James Reddy Clendon and 1) Mrs Sarah Isabella Clendon nee Hill, 2) Jane Cochrane, dau of Dennis Cochrane of Hokianga and his late wife, Takatowai Te Whata.
Country of origin: England
Area in New Zealand: Bay of Islands
Source: book- The Bay of Islands, ENZB, Jack Lee; Wikipedia,
Details: James was a sea captain who visited New Zealand for the first time in 1828 as master of the 'City of Edinburgh'. He returned in 1830 and purchased Maori land at Okiato, a few miles south of Kororareka. He went back to England and purchased his own schooner 'Fortitude' and returned with his wife and children and business partner Samuel Stephenson, to develop the farm and establish a trading station in 1832. On 12 October 1838, Clendon was appointed the United States Consul in New Zealand. He was the owner of New Zealand's first bank which opened at Kororareka in September 1840.
Six children with mother Sarah Hill
Son James S Clendon born C1828 obituary
Dau Eliza Chetty Clendon born 1829 at sea near Hokianga married Capt Mark White, RN, 1851.
Eight children with mother Jane Cochrane. Jane was a very talented lady and her father was a big man.
A Personal Narrative of Two Visits to New Zealand in His Majesty's Ship, Alligator, A.D. 1834.by William Barrett Marshall 1836 Among other persons who took a passage across the bay in the Alligator, was a Mr. Clindon, a settler and ship-owner, who has adopted New Zealand for his country, and to whom I was entrusted with letters. He gave me a very kind and pressing invitation to his house, and expressed himself as in no small degree pleased at meeting with an officer afloat, avowedly interested in missionary operations and solicitous for the salvation of the heathen. Inquiry being made of Mr. C. as to his knowledge of the missionaries, their conduct and characters, he said, "But for them, Sir, no Europeans could live in the land! My own place has been frequently surrounded and my personal safety threatened by a host of armed natives; at such times I have only had to send a message to 'the settlement' (at Paihia) to procure the attendance of a missionary, who, upon his arrival, would speak to the principal chiefs, and by his mediation never failed to rid me of the invaders, they being ashamed to perpetrate an outrage in the presence of a missionary!"
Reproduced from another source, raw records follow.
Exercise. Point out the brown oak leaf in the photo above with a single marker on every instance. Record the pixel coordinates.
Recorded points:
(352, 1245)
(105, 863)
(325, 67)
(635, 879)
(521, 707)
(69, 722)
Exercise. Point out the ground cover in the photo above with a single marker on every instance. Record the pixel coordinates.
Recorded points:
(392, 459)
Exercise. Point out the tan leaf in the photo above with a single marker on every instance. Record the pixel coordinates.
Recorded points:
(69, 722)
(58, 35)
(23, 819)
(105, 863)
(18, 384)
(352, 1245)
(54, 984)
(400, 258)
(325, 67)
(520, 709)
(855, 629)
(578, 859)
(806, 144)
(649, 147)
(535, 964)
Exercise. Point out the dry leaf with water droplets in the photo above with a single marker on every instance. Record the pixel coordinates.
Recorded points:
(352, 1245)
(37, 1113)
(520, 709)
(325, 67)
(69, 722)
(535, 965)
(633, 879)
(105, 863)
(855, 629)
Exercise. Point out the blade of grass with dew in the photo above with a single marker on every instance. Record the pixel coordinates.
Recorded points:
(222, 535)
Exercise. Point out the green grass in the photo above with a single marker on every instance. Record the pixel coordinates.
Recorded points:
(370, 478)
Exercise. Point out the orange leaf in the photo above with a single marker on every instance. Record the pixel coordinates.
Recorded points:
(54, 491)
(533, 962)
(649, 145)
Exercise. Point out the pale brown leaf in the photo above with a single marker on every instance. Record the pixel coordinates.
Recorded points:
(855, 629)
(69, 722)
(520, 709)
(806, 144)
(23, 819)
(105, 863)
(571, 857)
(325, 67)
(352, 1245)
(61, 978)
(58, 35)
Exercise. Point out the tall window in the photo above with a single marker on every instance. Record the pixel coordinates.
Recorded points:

After James died, his wife Jane was in the unhappy circumstance of paying off her husbands debts and bringing up the children. She was well educated, wrote fine letters, appealed to any who had in the past said she could appeal to. She was in the happy position of being respected by both Europeans and Maori who regarded her as their princess. When we were recently in the Hokianga, we visited Rawene and Clendon House, now looked after by the Historic Places Trust and we were most impressed by the information and stories we heard, it was a great experience being there. The narrator was a descendant of Jacky Love (Taranaki).